Suppose you have lived your entire life for others; suppose selflessness virtually defines you. Now assume that after a lifetime of selflessness, you are sometimes unappreciated by, or taken advantage of, or not as close as you would like to be, to those others. And this causes pain. After a lifetime of love given you sense that it wasn’t enough. What do you do?
First you want to be sure that your views corresponds to reality. Are you really unloved, unappreciated, or abused? And if so, to what extent? All of us are probably loved or appreciated less than we would like, but one might be misreading the situation. Perhaps your loved ones love you unequivocally but they are busy, stressed, distracted, unhappy, or like all of us, simply imperfect.

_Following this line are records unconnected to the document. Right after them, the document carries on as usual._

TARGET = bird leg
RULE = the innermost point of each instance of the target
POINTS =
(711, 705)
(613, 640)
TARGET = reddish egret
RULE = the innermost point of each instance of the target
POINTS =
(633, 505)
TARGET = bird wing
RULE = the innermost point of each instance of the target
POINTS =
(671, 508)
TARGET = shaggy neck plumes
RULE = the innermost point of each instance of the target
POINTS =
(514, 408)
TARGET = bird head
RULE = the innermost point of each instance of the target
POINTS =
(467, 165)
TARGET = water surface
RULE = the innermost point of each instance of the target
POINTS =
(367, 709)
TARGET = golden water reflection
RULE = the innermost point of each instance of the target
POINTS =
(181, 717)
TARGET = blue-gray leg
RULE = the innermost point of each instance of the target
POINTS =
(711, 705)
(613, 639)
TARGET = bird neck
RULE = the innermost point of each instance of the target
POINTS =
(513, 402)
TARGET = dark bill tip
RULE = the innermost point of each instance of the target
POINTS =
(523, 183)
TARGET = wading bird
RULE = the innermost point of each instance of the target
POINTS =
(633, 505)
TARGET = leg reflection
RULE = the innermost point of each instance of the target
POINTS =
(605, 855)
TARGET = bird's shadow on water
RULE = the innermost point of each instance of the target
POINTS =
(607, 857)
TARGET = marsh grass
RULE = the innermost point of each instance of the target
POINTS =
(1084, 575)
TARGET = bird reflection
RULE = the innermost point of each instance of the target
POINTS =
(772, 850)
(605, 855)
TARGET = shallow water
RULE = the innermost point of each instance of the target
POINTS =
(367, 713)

However, most likely your view is at least partly correct, and your feelings wholly legitimate. So what to do? First you might talk to those hurting you; tell them what’s bothering you since they can’t read your mind and may be unaware of how you feel. This may be the problem. It is hard to understand each other when we do talk with them, and that much harder still when we don’t. Yet communication is only a starting point and has its drawbacks–you can’t talk everything out. Often its better to “let sleeping dogs lie.” (This relates to my previous post here.)

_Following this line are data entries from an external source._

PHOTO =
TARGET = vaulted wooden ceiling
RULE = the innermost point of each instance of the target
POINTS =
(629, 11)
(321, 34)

Assuming then that talking doesn’t completely rectify the situation–and it usually doesn’t since words don’t fix the world–what do you do? Here the gamut of responses probably runs from hating to accepting, forgiving, and continuing to love those who sometimes hurt you. You could even direct these responses inward, for example by blaming, hating, loving or forgiving yourself.
Hating is obviously self-defeating, as the Buddha taught long ago: “In this world, hate never dispelled hate. Only love dispels hate. This is the law,ancient and inexhaustible.You too shall pass away. Knowing this, how can you quarrel?” Negative emotions directed toward others will consume and hurt you; hatred and anger are futile emotions. On the other hand, if we look past the shortcomings of people, if we accept, tolerate, forgive and love, we will be happier.

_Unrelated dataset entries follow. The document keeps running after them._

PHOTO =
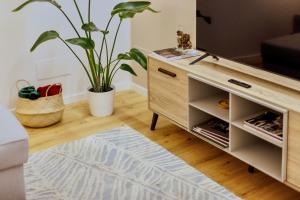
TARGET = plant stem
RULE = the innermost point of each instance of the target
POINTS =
(84, 67)
(112, 71)
(80, 15)
(115, 39)
(63, 12)
(104, 37)
(108, 75)
(89, 16)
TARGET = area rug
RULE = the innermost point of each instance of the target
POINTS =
(115, 165)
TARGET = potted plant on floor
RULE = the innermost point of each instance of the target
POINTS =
(100, 73)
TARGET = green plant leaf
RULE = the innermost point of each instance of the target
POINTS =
(139, 57)
(53, 2)
(124, 56)
(48, 35)
(127, 68)
(85, 43)
(104, 32)
(129, 9)
(90, 27)
(126, 14)
(93, 28)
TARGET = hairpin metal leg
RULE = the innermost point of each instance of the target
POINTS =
(251, 169)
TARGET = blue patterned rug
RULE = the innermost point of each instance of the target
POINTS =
(115, 165)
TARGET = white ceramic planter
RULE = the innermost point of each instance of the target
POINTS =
(101, 104)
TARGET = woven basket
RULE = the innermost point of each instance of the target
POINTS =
(42, 112)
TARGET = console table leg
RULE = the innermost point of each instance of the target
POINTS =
(154, 121)
(251, 169)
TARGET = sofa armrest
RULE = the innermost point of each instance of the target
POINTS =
(13, 141)
(296, 25)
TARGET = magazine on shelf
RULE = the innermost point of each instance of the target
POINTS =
(268, 122)
(215, 130)
(175, 54)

This leads to the answer to our question. We should accept that relationships, like life, are imperfect, and that everyone disappoints us eventually, especially if our expectations are too high. We should lower our expectations and forgive others for their perceived sins against us. We should love as best we can those who are probably trying to love us as best they can. Again, if we expect that our loved ones will love us unconditionally or never be rude or never hurt us, we will be disappointed. Similarly, we should accept ourselves too.
Thus we should accept, forgive, and love both ourselves and those that love us, however imperfectly. Tolerance springs from the realization that we all have flaws and blemishes. But these do not make any of us unlovable; they make us what we are. And if we love and are loved in spite of all our shortcomings, then we have something that few have–imperfect love. No it is not the love of fairy tales; nothing can be as good as what’s unattainable. But it is real love, messy love and, hopefully, enduring love. Perhaps that is what the bard was getting at in sonnet 116:
… Love is not love
Which alters when it alteration finds,
Or bends with the remover to remove:
O no; it is an ever-fixed mark,
That looks on tempests, and is never shaken …
It is the kind of love I’m trying to send out with these feeble words to those I love most. Words are so inadequate … but love is not.